É longo e gostoso o mês de agosto, e assim deveriam ser todos os meses do ano, se a vida fosse apenas festa e viagem.

Porém, a realidade de setembro é outra, assim como a de janeiro ou maio, embora dezembro seja dezembro, em função da quadra natalícia, que nos enche os corações de ternura, e a Páscoa, em março ou em abril, seja sempre um tempo de convívio.

Não falarei nem das festas, nem das viagens de agosto, mas somente de uma não-festa e de uma não-viagem.

Seria normal celebrar a festa litúrgica de Nossa Senhora das Neves a 5 de agosto no lugar de Santa, acrescentada de outros adereços que enobrecem a exceção do evento, por exemplo, de um arraial animado, mas já há muitos anos que não é realizada, sendo necessário andar séculos para trás, para constatar que a atual Capela pode ter assumido um lugar de destaque no edificado religioso da freguesia de Santa Maria de Paredes.

Na primeira metade do século XX, o Cónego Chouzal viveu em Santa e numa casa a que pertencia a referida Capela, tendo expressado a vontade de que a mesma passasse a ser pública, na condição de ser celebrada missa no dia 5 de agosto de cada ano.

Fiz muitas viagens em agosto, é certo, de um lado para outro, correndo uma quase-maratona geográfica, mas a que mais destaco é a ida à Maria Centeia, sobre a qual poderia ser escrito um conto, com os mesmos tons de miséria humana que Miguel Torga traçou cruelmente no de A Maria Lionça (que nasceu pobre, viveu pobre, morreu pobre, assumindo a expressão dum sofrimento levado aos confins do possível).

Maria Centeia tornou-se um lugar de não-viagens, tendo adormecido nas ribas do Águeda, na linha fronteiriça que separa Portugal de Espanha, na Beira Alta.

Ali está transformada em natureza, de uma mãe-natureza que produziu cereais para alimentar gerações de pessoas ao longo de anos sem fim, e que agora abriga coelhos, perdizes e javalis (e também muitas formigas e variados répteis), tendo por companhia o voo silencioso de águias à procura de alimento.

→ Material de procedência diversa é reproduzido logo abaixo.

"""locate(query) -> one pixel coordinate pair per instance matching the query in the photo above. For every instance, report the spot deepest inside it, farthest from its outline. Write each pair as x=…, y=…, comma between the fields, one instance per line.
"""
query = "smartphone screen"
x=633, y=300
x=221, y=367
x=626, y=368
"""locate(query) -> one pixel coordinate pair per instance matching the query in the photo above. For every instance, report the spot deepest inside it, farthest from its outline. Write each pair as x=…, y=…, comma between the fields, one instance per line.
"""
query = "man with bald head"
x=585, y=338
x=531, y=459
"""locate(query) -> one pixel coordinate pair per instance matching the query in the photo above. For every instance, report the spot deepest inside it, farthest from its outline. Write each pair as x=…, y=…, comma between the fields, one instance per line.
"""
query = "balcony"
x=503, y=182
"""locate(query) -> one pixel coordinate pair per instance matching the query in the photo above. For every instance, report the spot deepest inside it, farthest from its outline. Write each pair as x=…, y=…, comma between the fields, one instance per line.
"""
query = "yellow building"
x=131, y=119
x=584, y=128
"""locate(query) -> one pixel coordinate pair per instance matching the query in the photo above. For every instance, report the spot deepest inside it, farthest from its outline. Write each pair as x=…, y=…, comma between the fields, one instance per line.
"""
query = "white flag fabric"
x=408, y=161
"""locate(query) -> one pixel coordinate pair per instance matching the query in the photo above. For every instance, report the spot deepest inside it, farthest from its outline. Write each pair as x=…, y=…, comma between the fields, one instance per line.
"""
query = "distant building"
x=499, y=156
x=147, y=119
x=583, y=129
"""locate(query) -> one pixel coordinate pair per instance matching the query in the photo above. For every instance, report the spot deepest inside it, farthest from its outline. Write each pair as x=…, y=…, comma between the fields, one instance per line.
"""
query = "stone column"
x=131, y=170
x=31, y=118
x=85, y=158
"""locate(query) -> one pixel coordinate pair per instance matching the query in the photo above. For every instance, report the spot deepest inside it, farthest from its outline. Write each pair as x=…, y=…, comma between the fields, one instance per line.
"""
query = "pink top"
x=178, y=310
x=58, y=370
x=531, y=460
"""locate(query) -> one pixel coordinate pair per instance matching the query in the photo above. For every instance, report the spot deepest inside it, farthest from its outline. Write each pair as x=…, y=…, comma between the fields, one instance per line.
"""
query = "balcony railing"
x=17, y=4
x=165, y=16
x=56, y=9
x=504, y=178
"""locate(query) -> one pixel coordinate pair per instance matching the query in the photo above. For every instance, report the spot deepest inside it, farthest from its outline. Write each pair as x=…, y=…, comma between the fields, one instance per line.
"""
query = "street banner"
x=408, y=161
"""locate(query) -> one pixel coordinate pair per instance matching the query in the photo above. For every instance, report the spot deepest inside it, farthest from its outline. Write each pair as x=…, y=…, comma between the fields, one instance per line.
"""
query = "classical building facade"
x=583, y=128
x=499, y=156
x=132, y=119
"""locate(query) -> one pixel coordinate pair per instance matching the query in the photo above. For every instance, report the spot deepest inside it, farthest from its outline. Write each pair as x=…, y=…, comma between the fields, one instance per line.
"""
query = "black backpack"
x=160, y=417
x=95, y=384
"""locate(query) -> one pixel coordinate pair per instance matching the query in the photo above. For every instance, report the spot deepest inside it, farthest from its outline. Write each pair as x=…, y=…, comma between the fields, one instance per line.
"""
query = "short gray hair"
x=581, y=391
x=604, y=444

O nome de Maria Centeia, outrora de uma só mulher, de quem nada sabemos, ainda que tenha chorado as agrestes lágrimas da vida, assume-se como não-viagem de pobreza, porque ali está sorridente ou triste, quente ou fria, conforme é ditado pela meteorologia, sem bússola de trabalho.

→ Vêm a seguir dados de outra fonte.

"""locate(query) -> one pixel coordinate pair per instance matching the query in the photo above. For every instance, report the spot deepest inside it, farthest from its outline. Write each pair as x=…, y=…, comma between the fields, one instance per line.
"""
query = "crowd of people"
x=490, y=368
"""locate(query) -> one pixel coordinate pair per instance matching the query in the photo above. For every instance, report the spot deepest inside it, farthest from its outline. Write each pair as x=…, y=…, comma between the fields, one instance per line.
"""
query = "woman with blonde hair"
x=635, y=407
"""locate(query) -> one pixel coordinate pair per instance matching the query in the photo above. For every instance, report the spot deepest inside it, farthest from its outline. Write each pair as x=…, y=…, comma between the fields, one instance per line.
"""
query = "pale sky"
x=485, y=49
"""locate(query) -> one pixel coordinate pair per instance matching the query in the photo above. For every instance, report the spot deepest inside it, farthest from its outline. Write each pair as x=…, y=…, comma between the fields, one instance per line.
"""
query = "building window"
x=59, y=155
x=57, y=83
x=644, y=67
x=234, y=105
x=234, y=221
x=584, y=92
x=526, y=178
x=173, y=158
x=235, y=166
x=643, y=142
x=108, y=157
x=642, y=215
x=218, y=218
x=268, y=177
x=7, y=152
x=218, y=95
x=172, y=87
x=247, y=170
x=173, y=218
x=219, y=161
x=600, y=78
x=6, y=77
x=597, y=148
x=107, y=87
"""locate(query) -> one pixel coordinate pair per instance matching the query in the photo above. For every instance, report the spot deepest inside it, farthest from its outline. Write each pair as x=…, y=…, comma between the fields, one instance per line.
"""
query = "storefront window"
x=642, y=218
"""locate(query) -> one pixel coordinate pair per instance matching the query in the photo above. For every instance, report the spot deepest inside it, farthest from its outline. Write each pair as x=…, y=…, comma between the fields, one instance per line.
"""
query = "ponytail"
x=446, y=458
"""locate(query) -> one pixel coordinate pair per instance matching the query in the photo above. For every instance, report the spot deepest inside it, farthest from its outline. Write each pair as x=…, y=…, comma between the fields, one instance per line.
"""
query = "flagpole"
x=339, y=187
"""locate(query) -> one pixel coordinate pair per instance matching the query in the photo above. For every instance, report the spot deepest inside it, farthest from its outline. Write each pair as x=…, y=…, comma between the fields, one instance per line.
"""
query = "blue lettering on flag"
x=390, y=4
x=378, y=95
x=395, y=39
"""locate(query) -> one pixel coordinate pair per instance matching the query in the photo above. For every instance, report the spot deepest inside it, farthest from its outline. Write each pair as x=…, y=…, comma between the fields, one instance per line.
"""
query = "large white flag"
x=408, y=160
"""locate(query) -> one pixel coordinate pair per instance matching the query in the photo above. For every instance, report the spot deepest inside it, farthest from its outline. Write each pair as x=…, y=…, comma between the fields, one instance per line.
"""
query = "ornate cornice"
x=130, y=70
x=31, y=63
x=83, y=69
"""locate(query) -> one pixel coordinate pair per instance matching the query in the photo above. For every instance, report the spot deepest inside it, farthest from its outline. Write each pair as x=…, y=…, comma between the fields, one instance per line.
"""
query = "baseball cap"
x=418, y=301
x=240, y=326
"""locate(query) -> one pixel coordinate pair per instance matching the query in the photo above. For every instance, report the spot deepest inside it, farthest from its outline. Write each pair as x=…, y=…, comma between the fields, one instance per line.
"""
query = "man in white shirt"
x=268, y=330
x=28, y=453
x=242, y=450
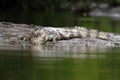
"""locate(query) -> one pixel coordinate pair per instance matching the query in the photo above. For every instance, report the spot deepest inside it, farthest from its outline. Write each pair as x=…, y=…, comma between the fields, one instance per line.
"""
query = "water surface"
x=52, y=63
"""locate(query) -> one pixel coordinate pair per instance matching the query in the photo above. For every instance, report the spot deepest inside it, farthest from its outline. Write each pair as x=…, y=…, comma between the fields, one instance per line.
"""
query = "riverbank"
x=12, y=35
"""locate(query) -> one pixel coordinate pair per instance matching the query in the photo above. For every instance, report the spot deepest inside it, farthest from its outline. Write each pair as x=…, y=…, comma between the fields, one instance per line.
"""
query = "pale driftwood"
x=12, y=35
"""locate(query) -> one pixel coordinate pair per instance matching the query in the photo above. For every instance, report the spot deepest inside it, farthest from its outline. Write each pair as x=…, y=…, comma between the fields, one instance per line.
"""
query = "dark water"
x=59, y=63
x=49, y=63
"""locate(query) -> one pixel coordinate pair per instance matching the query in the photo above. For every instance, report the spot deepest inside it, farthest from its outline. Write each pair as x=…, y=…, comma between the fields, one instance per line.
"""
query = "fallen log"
x=12, y=34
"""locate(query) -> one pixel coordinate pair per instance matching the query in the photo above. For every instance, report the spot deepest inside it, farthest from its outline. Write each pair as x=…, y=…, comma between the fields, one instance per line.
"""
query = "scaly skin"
x=45, y=34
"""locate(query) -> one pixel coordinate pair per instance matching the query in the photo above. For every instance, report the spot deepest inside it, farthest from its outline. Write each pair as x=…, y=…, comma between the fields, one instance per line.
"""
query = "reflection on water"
x=40, y=64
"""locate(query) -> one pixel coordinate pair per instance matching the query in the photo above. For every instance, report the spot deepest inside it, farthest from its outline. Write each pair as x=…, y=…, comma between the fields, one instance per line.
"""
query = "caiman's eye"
x=35, y=35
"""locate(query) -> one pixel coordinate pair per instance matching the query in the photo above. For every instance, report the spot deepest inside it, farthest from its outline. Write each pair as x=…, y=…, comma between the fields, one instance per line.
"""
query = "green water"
x=60, y=63
x=35, y=65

Quieta-se num território demarcado, abriga-se na palma de um planalto e afaga-se na dor de muitas gerações de camponeses

 

P.S. A 2 de setembro, na Casa Courense de Lisboa, foi inaugurada uma exposição sobre os 20 anos do Notícias de Coura. Trata-se de uma justa iniciativa que foi dedicada a Manuel Tinoco, que bem a merece pela sua dávida pessoal e fraternal e pela sua dedicação a Paredes de Coura.